Collins, Pogany’s girlfriend, worries about the constant phone calls. Maybe it’s genetic, she thinks, a rebellious gene passed down from his insurgent father: “Asking him not to do this is like asking him not to breathe.” Sometimes she wonders if it’s something else, if he’s fighting the same battle over and over again that started with his cowardice charge. “I think he struggles to keep balance in his life,” she says. “What’s his quote? ‘If you want peace, fight for justice.’ I think that’s what drew him to the military, and that’s why he does what he does now. I don’t know anyone who is so persistent and committed.”

Pogany’s friends and colleagues say he’s come a long way since he left the Army, since he was stuck in the toilet. He’s found his calling, they say, and it’s helped him get busy living. But even Pogany admits he’s still broken, shattered — a fact he lives with every day. “It’s a process,” he says. “I’m definitely not all the way there. You have to understand, healing is ongoing. It’s not something you do once and it’s done.”

Every time he drives through Monument on the way to Fort Carson, for example, he sees the face of his teammate Bill Howell, who put a gun to his own head and pulled the trigger. He used to dream about Howell, him and Kelly Hornbeck, his team sergeant who was killed in Iraq. “The Bill Howell dream was always the same. He and I meet up and talk. And he just says, ‘Everything is going to be fine. Everything is gong to be okay. You will be okay.'” His dreams of Hornbeck, who called him a coward and refused him help in Iraq, aren’t so encouraging. In one, Pogany runs into an old girlfriend at an airport. “She said, ‘Hey, I want you to meet my new husband,'” Pogany remembers. “Then the guy turned around and it’s Kelly, and half his head is blown off.”

Now there’s another casualty from his Special Forces team. Pogany just got the call: Lehman, the medic who’d passed out the Lariam pills, the Green Eggs and Ham guy, had checked himself into an on-base hotel last week, numbed his arm with Lidocaine, and then sliced himself up and bled to death — the day after Pogany had seen him. “What are the odds of me running into him the day before he takes his own life?” Pogany wonders, shaking his head. “I wish I could have…”

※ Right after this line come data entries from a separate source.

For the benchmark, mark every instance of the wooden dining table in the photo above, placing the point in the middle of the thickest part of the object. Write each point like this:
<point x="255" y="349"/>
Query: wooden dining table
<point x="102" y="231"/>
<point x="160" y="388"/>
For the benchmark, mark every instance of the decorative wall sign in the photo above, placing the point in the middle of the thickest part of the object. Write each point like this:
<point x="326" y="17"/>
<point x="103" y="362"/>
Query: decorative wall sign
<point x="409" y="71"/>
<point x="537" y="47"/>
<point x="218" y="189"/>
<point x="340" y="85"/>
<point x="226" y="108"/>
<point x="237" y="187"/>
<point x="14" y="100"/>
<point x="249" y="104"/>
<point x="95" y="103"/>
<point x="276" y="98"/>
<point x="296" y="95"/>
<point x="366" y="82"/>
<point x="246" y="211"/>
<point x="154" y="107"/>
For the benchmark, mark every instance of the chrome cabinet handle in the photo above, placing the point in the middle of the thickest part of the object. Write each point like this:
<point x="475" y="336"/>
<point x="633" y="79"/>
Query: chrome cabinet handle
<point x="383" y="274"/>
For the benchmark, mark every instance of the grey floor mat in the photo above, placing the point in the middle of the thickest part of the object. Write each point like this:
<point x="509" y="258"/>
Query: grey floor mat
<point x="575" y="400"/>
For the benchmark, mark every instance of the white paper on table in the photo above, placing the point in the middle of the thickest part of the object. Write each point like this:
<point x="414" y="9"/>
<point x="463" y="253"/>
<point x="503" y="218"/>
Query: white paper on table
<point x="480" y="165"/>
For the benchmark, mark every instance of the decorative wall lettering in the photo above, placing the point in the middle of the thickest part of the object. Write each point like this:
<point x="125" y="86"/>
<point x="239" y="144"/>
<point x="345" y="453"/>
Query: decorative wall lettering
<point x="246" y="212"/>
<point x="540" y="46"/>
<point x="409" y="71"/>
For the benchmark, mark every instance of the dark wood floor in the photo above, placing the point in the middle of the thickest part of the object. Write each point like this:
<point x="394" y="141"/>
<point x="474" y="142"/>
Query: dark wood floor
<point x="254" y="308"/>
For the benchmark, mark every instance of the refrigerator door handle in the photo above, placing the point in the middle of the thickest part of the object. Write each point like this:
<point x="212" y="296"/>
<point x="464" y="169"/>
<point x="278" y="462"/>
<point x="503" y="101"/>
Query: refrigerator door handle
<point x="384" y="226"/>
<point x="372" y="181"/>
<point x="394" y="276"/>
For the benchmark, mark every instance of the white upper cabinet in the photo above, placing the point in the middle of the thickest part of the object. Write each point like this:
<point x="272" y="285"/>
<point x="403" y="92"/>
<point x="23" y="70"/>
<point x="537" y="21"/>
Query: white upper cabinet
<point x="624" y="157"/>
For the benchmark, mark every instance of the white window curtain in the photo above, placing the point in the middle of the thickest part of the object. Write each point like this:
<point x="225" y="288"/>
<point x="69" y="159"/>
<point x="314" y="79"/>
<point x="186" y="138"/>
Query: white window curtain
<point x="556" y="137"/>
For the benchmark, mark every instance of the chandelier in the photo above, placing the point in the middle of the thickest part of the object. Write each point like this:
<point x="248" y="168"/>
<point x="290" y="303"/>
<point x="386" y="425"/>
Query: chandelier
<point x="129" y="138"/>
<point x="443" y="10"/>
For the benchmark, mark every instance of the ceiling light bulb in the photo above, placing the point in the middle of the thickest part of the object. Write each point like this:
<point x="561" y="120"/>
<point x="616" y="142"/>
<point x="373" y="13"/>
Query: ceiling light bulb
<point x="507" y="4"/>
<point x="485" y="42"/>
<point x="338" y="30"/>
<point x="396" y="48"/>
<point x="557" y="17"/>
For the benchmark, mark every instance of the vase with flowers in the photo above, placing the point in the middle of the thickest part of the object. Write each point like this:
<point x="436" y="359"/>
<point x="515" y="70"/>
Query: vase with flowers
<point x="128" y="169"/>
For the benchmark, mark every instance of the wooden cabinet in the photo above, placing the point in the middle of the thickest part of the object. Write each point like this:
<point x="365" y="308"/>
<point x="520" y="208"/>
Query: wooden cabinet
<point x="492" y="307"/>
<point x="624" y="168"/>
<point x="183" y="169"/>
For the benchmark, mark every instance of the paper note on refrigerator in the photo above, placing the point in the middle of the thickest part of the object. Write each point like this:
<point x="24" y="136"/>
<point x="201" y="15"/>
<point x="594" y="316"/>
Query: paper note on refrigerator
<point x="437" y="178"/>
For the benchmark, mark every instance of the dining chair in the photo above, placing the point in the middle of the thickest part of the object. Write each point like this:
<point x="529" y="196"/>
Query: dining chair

He trails off, thinking of their brief conversation. Lehman had talked about Iraq; how, in hindsight, Lariam had messed up everyone on the team. “Manic Mondays,” they’d call the days they took the pills. Laughing, he even brought up the Green Eggs and Ham thing. But Lehman, looking disheveled, also mentioned his problems now, his PTSD and TBI, and said was hoping Pogany could help him. Pogany gave him his card, and then that was it. “He took his green beret out of his pocket, put it on and walked out the door,” Pogany remembers. “That was the last time I saw him.”